Unlike some of the crime blogs and websites, Crime Club is "publisher blind" - utterly uninfluenced by any compulsion to include News Corp stablemate HarperCollins titles unless I think they're among the month's best - though I do relish the opportunity to recommend the work of brilliant writers from around the world published by under-funded, small independents. And I've been delighted to bring the work of the brilliant new British Asian thriller writers - including AA Dhand, Amer Anwar and Khurum Rahman - to our readers' attention. Over the past four years we've also entered into the big debates, with terrific contributions from writers about finding the right way to write about violence towards women.
I'm very grateful to the authors who contribute their beautifully crafted mini-features to Crime Club, and to the enthusiasm and generosity of publishers and festivals who offer me wonderful access to authors, and books for Crime Club's reader competitions.
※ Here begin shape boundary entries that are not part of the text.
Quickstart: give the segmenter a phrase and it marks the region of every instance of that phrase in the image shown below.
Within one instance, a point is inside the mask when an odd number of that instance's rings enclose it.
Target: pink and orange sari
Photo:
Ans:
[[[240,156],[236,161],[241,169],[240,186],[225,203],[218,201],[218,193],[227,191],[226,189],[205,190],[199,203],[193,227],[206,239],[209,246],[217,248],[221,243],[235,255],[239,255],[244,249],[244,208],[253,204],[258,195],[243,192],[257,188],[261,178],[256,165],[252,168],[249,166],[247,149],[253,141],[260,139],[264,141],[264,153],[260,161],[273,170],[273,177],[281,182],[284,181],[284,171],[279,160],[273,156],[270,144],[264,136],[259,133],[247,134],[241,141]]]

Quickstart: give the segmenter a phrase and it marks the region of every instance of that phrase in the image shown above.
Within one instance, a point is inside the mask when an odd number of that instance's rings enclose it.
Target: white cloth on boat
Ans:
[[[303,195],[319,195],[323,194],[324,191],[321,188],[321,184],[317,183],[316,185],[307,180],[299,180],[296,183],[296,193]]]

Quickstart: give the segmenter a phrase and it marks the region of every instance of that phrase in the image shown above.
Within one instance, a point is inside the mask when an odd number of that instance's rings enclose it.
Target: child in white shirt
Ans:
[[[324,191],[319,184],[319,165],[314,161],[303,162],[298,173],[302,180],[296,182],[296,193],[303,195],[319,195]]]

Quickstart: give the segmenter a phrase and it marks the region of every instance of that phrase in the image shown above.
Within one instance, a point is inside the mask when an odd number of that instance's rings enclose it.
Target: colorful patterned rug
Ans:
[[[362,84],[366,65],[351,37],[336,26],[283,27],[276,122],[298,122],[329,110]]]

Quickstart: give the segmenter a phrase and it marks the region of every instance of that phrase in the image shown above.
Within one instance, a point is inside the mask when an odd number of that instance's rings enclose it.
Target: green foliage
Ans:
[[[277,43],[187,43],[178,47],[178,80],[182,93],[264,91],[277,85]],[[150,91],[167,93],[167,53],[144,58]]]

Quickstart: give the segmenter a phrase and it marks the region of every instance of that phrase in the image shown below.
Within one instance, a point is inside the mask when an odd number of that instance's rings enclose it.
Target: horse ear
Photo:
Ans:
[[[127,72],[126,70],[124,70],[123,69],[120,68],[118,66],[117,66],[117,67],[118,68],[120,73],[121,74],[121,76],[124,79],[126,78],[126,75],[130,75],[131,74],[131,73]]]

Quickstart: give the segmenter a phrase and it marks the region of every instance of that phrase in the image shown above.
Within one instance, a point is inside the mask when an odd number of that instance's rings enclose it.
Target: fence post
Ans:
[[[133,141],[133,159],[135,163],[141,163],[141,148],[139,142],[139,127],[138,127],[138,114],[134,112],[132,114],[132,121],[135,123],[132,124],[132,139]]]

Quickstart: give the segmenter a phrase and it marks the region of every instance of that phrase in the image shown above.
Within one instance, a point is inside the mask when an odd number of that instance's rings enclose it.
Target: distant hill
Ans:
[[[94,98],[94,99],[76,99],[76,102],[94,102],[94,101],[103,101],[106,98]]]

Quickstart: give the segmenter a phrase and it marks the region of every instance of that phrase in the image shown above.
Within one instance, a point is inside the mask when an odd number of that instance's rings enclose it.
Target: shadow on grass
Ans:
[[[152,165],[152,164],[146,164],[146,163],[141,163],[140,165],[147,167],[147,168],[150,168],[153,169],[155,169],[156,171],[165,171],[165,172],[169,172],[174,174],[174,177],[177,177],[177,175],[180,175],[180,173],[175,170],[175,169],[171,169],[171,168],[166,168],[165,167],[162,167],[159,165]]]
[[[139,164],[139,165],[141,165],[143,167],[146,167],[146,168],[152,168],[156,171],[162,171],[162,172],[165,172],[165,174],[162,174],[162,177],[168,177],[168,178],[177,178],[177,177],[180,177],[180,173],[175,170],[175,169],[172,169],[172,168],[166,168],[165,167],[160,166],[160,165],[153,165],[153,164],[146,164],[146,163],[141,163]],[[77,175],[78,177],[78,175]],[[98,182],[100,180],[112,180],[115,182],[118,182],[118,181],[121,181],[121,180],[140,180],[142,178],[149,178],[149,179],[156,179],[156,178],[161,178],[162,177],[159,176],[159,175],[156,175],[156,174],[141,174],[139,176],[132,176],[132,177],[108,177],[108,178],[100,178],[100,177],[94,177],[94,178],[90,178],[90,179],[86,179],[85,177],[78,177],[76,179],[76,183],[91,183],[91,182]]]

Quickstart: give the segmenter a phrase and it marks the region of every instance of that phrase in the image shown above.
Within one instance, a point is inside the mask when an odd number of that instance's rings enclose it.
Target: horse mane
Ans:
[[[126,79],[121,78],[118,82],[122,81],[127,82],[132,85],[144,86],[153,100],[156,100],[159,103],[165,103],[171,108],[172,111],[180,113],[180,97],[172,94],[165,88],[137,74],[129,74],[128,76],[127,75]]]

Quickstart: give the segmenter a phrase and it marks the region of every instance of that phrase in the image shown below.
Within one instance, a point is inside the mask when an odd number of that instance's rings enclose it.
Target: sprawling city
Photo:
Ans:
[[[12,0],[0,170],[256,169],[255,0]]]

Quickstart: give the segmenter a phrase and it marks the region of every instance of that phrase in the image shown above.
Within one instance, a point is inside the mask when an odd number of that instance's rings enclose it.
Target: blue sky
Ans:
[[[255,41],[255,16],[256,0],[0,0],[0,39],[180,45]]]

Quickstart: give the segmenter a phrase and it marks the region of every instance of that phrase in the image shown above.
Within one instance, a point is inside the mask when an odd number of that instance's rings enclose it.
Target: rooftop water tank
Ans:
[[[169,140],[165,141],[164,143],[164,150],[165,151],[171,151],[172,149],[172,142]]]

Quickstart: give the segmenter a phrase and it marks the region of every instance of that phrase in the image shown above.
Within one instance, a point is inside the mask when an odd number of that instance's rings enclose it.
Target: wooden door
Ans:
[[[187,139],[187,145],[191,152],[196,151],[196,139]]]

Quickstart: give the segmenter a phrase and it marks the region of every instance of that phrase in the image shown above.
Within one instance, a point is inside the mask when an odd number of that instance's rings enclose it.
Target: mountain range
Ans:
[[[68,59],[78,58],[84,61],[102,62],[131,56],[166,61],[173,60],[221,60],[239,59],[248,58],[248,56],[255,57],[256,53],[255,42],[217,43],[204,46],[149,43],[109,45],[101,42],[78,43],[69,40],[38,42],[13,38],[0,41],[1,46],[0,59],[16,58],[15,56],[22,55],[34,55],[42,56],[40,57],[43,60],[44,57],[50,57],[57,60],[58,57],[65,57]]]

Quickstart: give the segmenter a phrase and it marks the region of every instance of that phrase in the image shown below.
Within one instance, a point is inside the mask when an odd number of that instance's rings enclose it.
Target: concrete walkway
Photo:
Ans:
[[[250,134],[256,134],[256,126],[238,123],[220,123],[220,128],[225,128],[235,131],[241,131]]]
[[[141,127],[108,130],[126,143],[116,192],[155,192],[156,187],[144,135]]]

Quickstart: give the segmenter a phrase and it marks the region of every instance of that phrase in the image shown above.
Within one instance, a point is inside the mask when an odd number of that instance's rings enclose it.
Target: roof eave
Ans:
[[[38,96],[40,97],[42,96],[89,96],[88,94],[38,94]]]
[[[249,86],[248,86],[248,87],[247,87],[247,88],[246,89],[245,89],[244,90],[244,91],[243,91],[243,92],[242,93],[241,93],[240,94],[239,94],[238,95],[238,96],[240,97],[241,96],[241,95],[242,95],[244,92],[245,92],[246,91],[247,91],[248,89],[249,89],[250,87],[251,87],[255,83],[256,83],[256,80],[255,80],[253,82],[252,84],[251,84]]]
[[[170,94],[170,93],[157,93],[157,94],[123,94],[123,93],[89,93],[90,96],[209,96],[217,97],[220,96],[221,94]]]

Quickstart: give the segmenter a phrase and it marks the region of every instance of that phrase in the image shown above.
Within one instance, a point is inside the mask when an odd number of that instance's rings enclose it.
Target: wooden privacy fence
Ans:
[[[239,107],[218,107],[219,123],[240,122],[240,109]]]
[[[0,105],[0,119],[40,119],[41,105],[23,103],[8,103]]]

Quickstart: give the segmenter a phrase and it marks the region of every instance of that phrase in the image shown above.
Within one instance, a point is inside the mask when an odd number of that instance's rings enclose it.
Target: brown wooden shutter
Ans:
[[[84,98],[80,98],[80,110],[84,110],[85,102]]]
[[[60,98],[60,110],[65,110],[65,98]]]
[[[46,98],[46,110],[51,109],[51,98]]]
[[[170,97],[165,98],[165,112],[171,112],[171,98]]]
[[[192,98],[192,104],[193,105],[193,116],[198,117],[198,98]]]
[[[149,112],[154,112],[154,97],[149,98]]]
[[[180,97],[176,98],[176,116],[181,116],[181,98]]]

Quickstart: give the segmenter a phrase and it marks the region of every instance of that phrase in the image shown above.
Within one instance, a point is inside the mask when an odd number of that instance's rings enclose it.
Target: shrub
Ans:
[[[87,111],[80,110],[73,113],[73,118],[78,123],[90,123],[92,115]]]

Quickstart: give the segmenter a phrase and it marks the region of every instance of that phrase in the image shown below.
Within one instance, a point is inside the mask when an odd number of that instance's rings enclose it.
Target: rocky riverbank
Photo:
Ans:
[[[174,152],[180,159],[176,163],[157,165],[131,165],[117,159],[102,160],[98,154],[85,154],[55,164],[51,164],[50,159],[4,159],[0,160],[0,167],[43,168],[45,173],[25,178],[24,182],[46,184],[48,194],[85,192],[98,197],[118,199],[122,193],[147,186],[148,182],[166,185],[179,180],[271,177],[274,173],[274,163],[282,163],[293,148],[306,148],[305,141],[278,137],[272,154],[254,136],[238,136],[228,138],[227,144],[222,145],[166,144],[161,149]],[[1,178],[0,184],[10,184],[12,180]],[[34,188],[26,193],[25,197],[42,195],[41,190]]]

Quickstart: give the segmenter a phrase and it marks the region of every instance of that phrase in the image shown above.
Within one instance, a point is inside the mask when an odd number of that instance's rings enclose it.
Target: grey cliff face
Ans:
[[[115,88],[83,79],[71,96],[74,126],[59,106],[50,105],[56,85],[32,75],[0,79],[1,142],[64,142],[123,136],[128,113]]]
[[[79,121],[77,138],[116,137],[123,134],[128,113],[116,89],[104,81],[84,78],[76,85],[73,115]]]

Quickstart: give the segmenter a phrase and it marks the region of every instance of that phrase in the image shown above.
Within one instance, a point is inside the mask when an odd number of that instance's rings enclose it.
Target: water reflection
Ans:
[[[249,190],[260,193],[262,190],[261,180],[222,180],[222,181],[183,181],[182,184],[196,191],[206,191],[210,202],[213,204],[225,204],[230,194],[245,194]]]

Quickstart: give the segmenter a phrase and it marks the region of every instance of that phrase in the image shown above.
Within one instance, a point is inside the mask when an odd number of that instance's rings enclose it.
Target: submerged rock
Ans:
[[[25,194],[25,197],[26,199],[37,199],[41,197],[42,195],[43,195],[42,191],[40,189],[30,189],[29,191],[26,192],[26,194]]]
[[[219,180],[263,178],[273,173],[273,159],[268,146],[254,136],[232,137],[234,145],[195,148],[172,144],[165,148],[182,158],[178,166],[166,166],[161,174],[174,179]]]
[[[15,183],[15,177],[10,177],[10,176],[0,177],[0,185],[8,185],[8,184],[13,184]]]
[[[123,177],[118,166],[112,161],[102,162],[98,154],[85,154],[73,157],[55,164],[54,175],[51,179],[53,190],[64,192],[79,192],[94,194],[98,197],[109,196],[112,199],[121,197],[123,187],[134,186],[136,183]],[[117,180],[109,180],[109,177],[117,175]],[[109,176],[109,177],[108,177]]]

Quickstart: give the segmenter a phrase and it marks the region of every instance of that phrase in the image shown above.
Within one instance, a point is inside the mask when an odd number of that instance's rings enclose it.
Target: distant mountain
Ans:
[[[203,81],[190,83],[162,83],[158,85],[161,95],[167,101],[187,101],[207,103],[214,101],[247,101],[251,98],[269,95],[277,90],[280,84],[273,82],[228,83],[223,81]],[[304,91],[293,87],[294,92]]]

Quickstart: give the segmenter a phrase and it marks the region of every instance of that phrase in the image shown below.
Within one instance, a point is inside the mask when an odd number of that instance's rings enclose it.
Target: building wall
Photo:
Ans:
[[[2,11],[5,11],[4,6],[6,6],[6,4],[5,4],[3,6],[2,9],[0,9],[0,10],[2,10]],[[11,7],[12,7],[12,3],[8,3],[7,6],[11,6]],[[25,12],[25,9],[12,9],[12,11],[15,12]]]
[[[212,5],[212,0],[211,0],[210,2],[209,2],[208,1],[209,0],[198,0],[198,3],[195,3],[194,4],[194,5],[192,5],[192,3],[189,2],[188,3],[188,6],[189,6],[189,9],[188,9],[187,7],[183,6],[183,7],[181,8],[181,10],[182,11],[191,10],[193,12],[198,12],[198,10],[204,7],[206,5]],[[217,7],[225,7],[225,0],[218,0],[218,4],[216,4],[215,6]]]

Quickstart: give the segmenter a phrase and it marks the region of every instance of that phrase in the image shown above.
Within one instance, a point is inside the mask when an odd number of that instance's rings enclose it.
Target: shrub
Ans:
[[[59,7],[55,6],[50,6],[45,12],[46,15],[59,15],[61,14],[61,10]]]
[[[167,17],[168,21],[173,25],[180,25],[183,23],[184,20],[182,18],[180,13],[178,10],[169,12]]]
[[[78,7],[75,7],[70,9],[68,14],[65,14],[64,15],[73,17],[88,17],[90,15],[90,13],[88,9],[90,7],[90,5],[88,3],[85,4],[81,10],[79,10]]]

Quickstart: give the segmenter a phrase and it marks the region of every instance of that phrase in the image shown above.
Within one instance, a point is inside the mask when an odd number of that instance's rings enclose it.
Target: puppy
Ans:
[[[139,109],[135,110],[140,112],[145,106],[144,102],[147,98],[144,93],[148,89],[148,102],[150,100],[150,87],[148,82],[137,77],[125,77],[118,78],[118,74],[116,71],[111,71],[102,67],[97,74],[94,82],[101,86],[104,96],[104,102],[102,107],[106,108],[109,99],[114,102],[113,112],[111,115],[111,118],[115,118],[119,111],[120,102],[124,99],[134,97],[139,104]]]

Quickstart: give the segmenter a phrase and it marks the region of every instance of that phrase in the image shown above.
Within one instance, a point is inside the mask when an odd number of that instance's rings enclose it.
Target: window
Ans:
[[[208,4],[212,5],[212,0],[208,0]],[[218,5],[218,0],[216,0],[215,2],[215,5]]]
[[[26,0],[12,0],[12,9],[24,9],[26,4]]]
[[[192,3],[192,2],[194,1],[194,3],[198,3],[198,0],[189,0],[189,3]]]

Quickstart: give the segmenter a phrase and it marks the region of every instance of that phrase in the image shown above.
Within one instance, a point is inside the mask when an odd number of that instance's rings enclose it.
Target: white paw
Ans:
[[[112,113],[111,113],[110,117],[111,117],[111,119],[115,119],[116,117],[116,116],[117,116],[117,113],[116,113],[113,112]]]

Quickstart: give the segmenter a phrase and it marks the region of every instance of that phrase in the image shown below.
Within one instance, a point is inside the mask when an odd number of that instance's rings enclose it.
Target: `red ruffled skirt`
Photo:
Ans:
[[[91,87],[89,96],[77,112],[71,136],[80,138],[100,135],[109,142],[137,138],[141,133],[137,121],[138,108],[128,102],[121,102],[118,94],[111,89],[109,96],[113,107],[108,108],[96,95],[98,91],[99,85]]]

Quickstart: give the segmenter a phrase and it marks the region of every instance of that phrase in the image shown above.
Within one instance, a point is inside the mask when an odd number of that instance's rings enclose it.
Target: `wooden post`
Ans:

As a general rule, the more books in the author's backlist, the more entries you'll get (several hundred is usual) - and if you throw in a bottle or two of quality booze the numbers skyrocket well above that.
Thanks to the whole "crime community" - famously the friendliest, most collegiate and supportive in all literature - the newsletter has become an established brand among writers and readers, with Crime Club review quotes now regularly emblazoning new books. Which just goes to show that Andrew Holgate was right - Times and Sunday Times readers do love crime fiction, and welcome a newsletter that tries to show them the best of the bunch. But don't forget the first rule: you have to subscribe to Crime Club.
Karen Robinson is supplements editor of the Sunday Times and editor of Crime Club.